Ball engineer inspires next generation

by Mary Blake
The plains of Kansas are light-years away from Kepler’s otherworldly  discoveries. But Kansas native and Ball detector engineering area manager Penny Warren became a bit like the Wizard of Oz this summer when she gave a Kepler talk to an engaged audience of adults and K-12 students at the Galaxy Forum in the Kansas Cosmosphere in Hutchinson, Kansas.
Ball's Penny Warren gives a Galaxy Forum hosted presentation at the Kansas Cosmosphere.Warren spoke to about 60 middle and high school teachers, children, family, friends and visitors about the hardware and latest discoveries of the Kepler/K2 missions.
 “The son and daughter of an old Kansas friend -- two very bright students who are both interested in science --seemed encouraged,” said Warren. “The son wants to study metallurgy, so I told him about Ball’s Materials and Process department and now he wants to apply for an internship and come to work for us someday.”

Wide open spaces
The Kansas Cosmosphere and Space Center is a 105,000 square foot facility, which was one of the first affiliates of the Smithsonian Institution and its National Air & Space Museum.
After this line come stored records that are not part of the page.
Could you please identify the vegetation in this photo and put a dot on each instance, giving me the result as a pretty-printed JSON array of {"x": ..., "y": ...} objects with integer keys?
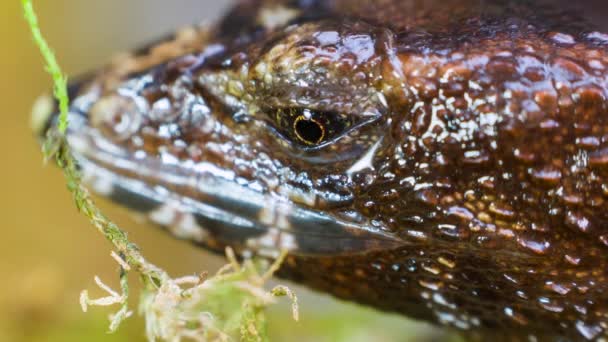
[{"x": 229, "y": 305}]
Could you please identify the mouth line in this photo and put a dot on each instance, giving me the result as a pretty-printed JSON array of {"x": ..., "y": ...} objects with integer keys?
[{"x": 209, "y": 207}]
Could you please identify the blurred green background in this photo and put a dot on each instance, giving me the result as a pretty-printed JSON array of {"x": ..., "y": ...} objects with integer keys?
[{"x": 49, "y": 253}]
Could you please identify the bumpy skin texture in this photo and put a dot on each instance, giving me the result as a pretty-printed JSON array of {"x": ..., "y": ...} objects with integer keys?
[{"x": 484, "y": 195}]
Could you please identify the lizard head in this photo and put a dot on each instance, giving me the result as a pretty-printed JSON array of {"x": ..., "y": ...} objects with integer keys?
[{"x": 256, "y": 133}]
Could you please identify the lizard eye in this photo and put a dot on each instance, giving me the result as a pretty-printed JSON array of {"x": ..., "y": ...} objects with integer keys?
[{"x": 308, "y": 128}]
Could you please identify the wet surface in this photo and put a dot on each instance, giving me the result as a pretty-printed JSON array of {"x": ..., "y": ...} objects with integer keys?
[{"x": 460, "y": 149}]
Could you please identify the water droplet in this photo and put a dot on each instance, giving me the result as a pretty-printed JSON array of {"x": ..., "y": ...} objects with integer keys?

The Cosmosphere includes a digital planetarium, theater and numerous interactive exhibits. The Ad Astra Kansas Foundation, which serves as an information hub for space-tech research, development and commercialization projects in Kansas, contacted Warren’s alma mater, Kansas State University, looking for an alumni with Kepler connections. K-state rememberred Warren’s 2011 talk at the University which mentioned her Kepler focal plane array work and referred her to Ad Astra Kansas, which hosts the Galaxy Forum at the Cosmosphere.

Going beyond
Attendees had a chance to ask lots of questions.Warren went above and beyond to make sure she was up to date on the Kepler mission.  After working on the Kepler program, she had gone on to other projects and lost touch with Kepler’s scientific results. “I didn’t participate in any of the science analysis, but felt that was the information this audience would want to hear,” she said. “So I spent late nights reading about the science produced on Kepler to be able to include it in the talk and to answer any questions I got.”

Warren also received valuable help from Ball’s Outreach Manager Denise Henry. “Denise was absolutely key to making this event possible,” said Warren.  “She provided a 15th-scale Kepler model to take to the Cosmosphere and a lot of information and giveaways, especially for the teachers.”  It was the first talk for STEM (Science Technology Engineering Math) outreach Warren gave for Ball. She also gave talks in 2011 at both Kansas State University and Purdue University about detector engineering. “Denise helps us to present to an audience who is science-educated, but not aerospace engineers. Our presentations include video and always have the right amount of detail to really engage a wide variety of audiences.”